A natural way to improve the quality of point-based update is to back up on additional belief points. We have explored the use of randomly generated points (Cassandra 1998a), additional by-product points, and projected points (Hauskrecht 2000). Here additional by-product points refer to points generated at various stages of standard update, excluding the witness points that are already being used. Projected points are points that are reachable in one step from points that have given rise to useful vectors.
Table 4 shows, for each test problem, the number of standard updates and the amount of time that VI1 took with and without using projected points. We see that the use of projected points did reduce the number of standard updates by one in 4x3CO, Cheese, and Shuttle. However, it increased the time complexity in all test problems except for Network. The other two kinds of points and combinations of the three did not significantly improve VI1 either. On the contrary, they often significantly degraded the performance of VI1.
| 4x3CO | Cheese | 4x4 | Paint | Tiger | Shuttle | Network | Aircraft | |
| w/o | 4 | 4 | 3 | 3 | 3 | 5 | 5 | 7 |
| with | 3 | 3 | 3 | 3 | 3 | 4 | 5 | 7 |
| w/o | 2.4 | 5.0 | 5.3 | .61 | .56 | 30 | 253 | 27,676 |
| with | 3.2 | 5.6 | 7.4 | .69 | 2.3 | 33 | 140 | 35,791 |
A close examination of experimental data reveals a plausible explanation.

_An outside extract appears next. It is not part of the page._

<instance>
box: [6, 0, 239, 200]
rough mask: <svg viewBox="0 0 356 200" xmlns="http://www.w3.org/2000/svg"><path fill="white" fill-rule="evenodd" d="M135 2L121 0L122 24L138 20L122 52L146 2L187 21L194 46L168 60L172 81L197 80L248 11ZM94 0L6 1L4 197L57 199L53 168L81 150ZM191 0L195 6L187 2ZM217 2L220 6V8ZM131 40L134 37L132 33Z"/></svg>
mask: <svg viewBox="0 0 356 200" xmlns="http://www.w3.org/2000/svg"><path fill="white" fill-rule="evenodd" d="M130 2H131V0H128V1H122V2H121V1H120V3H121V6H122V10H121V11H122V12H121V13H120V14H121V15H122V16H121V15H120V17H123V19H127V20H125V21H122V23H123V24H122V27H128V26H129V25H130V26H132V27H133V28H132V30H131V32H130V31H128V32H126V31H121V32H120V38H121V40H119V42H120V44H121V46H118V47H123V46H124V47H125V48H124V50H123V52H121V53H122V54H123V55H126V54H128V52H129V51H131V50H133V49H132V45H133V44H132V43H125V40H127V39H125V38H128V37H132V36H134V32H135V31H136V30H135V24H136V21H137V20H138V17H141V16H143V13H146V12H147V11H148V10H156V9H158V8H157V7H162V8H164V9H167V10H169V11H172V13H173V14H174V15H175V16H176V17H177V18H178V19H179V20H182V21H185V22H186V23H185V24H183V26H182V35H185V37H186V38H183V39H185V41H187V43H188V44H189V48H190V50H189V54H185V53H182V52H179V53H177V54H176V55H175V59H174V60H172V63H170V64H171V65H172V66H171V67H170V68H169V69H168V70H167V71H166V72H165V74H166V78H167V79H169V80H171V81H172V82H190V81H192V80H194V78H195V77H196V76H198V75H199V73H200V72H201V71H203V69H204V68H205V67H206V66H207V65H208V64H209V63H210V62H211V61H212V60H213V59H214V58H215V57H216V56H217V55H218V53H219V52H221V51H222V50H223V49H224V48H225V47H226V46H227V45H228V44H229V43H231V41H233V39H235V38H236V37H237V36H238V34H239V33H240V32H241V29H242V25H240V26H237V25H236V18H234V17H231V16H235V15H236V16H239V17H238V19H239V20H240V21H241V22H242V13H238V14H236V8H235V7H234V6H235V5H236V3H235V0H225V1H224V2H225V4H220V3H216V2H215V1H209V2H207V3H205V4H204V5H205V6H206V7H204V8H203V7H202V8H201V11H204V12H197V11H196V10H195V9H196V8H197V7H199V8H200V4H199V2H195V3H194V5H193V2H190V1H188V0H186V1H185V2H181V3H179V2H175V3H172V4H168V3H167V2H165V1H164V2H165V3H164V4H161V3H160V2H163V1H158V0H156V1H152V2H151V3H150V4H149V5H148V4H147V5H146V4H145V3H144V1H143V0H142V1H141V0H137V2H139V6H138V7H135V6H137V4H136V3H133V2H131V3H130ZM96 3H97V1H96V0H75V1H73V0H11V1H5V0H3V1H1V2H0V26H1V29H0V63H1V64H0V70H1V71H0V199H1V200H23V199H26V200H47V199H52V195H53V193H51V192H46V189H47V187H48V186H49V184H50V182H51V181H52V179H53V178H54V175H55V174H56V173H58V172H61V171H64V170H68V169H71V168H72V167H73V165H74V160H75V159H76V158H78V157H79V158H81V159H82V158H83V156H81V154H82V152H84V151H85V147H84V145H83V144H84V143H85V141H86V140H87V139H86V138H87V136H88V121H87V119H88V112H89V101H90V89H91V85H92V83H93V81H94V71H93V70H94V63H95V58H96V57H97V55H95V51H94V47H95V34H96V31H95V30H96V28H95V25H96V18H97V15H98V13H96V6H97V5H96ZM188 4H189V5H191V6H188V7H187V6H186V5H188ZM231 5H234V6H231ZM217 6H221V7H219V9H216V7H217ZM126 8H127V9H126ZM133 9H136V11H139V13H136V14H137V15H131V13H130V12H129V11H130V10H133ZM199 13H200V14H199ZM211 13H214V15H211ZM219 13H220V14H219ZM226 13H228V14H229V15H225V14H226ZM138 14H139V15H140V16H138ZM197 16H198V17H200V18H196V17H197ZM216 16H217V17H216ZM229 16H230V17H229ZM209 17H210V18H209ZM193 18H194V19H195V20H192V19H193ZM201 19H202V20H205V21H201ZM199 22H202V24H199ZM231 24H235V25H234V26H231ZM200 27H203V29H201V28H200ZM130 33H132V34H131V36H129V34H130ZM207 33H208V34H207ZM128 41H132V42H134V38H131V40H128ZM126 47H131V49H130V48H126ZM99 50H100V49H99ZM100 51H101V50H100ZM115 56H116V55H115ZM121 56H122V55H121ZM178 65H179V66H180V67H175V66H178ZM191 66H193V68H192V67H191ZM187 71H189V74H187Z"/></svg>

Point-based update, as it stands, can already reduce the number of standard updates down to a just few and among them the last two or three are the most time-consuming. As such, the possibility of further reducing the number standard updates is low and even when it is reduced, the effect is roughly to shift the most time-consuming standard updates earlier. Consequently, it is unlikely to achieve substantial gains. On the other hand, the use of additional points always increases overheads.